DCSL Breweries Lanka
- Industry: Alcoholic beverage
- Predecessor: United Breweries Ltd Asia Pacific Brewery (Lanka) Limited Heineken Lanka Limited
- Founded: 1998; 28 years ago
- Headquarters: Mawathagama, Sri Lanka
- Area served: Sri Lanka
- Products: Beer
- Parent: Distilleries Company of Sri Lanka
- Website: dblanka.com

= DCSL Breweries Lanka =

DCSL Breweries Lanka (formerly Asia Pacific Brewery (Lanka) Limited (APB Lanka) and Heineken Lanka Limited) is the second largest brewer in Sri Lanka.

==History==
United Breweries Limited was established as a joint venture between Mauritius Breweries Limited Offshore, a wholly owned subsidiary of Phoenix Beverages Limited (a leading beverage group from Mauritius), the A.P. Casie Chitty Company Limited and Hilary Company Limited in 1997.

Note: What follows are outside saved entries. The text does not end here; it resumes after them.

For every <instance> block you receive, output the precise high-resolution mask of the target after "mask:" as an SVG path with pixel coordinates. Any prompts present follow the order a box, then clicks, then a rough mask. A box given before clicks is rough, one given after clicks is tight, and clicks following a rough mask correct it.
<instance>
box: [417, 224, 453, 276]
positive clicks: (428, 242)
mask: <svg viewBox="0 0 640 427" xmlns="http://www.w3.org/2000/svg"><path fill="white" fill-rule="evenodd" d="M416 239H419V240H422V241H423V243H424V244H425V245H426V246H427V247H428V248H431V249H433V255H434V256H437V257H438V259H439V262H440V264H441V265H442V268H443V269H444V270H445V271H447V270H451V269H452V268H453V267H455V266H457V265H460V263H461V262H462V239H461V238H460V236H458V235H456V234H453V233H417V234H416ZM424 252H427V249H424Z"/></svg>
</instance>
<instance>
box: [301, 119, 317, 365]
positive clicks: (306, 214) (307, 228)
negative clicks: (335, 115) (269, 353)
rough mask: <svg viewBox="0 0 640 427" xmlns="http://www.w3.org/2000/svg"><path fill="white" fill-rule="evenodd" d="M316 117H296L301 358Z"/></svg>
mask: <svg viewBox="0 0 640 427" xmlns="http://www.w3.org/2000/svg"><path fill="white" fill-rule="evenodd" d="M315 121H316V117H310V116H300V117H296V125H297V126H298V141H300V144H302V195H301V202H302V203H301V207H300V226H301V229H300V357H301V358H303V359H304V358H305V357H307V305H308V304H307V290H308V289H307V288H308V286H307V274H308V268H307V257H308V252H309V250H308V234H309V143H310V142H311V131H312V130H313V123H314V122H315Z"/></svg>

The construction of the company's Rs 550 million brewery in Mawathagama commenced in early 1997 and was completed in 1998, with an annual production capacity of 120,000 hectolitres.

In September 2005 Asia Pacific Breweries acquired a 60% stake in United Brewery, partnering with the Sri Lankan-based Anandappa family group (20%) and MBL Offshore Limited (20%). Asia Pacific Breweries is a Singaporean-based joint venture between Heineken International and Fraser and Neave. The company was subsequently renamed Asia Pacific Brewery Lanka Limited.

In February 2017 the company changed its name again to Heineken Lanka Limited to reflect its relationship with the Heineken Group. The Heineken Group having acquired full control of Asia Pacific Breweries Ltd in 2012 and re branding it as Heineken Asia Pacific in 2013.

After purchase deal between Heineken Asia Pacific and Distilleries Company of Sri Lanka in January 2024 DSCL acquired all shares of Heineken Lanka Limited and the trademark for production and distribution of Heineken in Sri Lanka.

==Products==
APB Lanka produces a range of King beers, including King's Lager, King's Pilsner, King's Stout and Bison Super Strong (Bison XXtra), as well as Anchor, ABC Stout and Baron's Strong Brew.